Patino isn’t shy about proclaiming the quality of his cigars, or of Venezuelan tobacco. “Cuban tobacco is a myth to me,” he told reporter Christian Oliver. “There are three, four or five very goods brands but the other 30 or 40 are very bad or mediocre. We have some tobaccos which can compete with the good ones.” Oh, boy.

Venezuelan cigars have never been much of a force on the U.S. market. During the Cigar Boom of the mid-to-late 1990s, brands such as Crispin Patiño, Macuro and Puro Venezuelano made some impact, but are far down the list of preferred cigars for American smokers. The Reuters report noted that Patino’s factory in the city of Cumana sells only about 4,000 boxes a year (100,000 cigars), mostly in Latin America, but also in Germany and Spain.

American attorney Michael DeLisa is planning an invasion of the U.S. cigar market with a new factory on the island of Margarita, creating a cigar of all-Venezuelan tobacco. He was successful in sales during the Cigar Boom, but is now looking for the right time to launch his Don Sebastian brand in Miami. His main effort in developing a blend for export is to increase the power of his cigars to meet the current taste of American smokers. “The palate here is very much lighter,” he told Reuters. “It does not match our export markets.”

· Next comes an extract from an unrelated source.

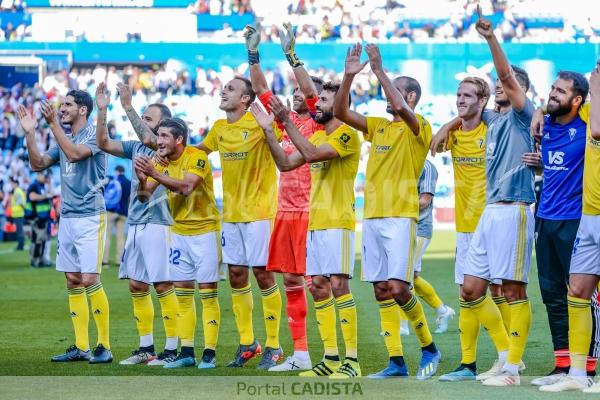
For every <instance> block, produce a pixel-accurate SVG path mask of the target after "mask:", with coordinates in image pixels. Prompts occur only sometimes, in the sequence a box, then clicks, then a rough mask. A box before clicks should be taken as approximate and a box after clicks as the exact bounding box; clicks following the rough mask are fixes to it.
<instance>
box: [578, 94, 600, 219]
mask: <svg viewBox="0 0 600 400" xmlns="http://www.w3.org/2000/svg"><path fill="white" fill-rule="evenodd" d="M579 116H580V117H581V119H582V120H584V121H585V122H586V123H587V129H586V132H585V136H586V143H585V158H584V161H583V210H582V212H583V213H584V214H586V215H600V140H596V139H594V138H593V137H592V125H591V124H590V103H585V104H584V105H583V106H581V108H580V109H579Z"/></svg>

(Sharp readers will remember that General Cigar already owns the trademark for Don Sebastian for its handmade line of value-priced cigars which are generally sold alongside machine-made brands at convenience stores, drugstores and truck stops. If DeLisa plans to sell his cigars in the U.S., he will undoubtedly have to find another name.)

The Reuters report also noted an amazing ritual of smokers in rural Venezuela, of smoking cigars with the lit end in the mouth! Bleecchh! This practice is variously reported as having to do with not getting the ash on one’s clothing or having to do with staving off hunger or witches. Neither Patino or DeLisa foresee exporting that custom along with their cigars in the future.

The Pain in Spain:
Spanish smokers are not happy.

The Spanish government, continuing its drive to reduce smoking – mostly of cigarettes – imposed its fifth increase in the tobacco tax since September 2005. As previous tax increases drove smokers to cheaper and cheaper brands of cigarettes and some of the tax was simply absorbed by the cigarette makers, the latest tax seeks to lift the cost of even the lowest-priced cigarettes on the market.

The new levy will increase the minimum pack price in Spain from 1.95 Euro to at least 2.11 Euro (approximately $2.50 to $2.71). This will decrease smoking?

“I hope this measure encourages many people to give up smoking,” said Spanish Vice President Maria Teresa Fernandez de la Vega, who noted that the current pricing of cigarettes was “cheaper than desirable from a health perspective.”

The government may continue to increase taxes if manufacturers continue to absorb the taxes and keep prices low. Spain’s smoking ban – which took effect on January 1 of this year – has been implemented with only light resistance, but also with little enforcement and is, in some areas, largely irrelevant. This is especially because restaurants or bars of 100 sq. meters (1,076 sq. ft.) or less have the choice whether to allow smoking or not. Most do and the losers are simply larger restaurants or hotels, which have seen a transfer of at least some of their coffee and dessert business to these locations. Another governmental effort goes up in smoke!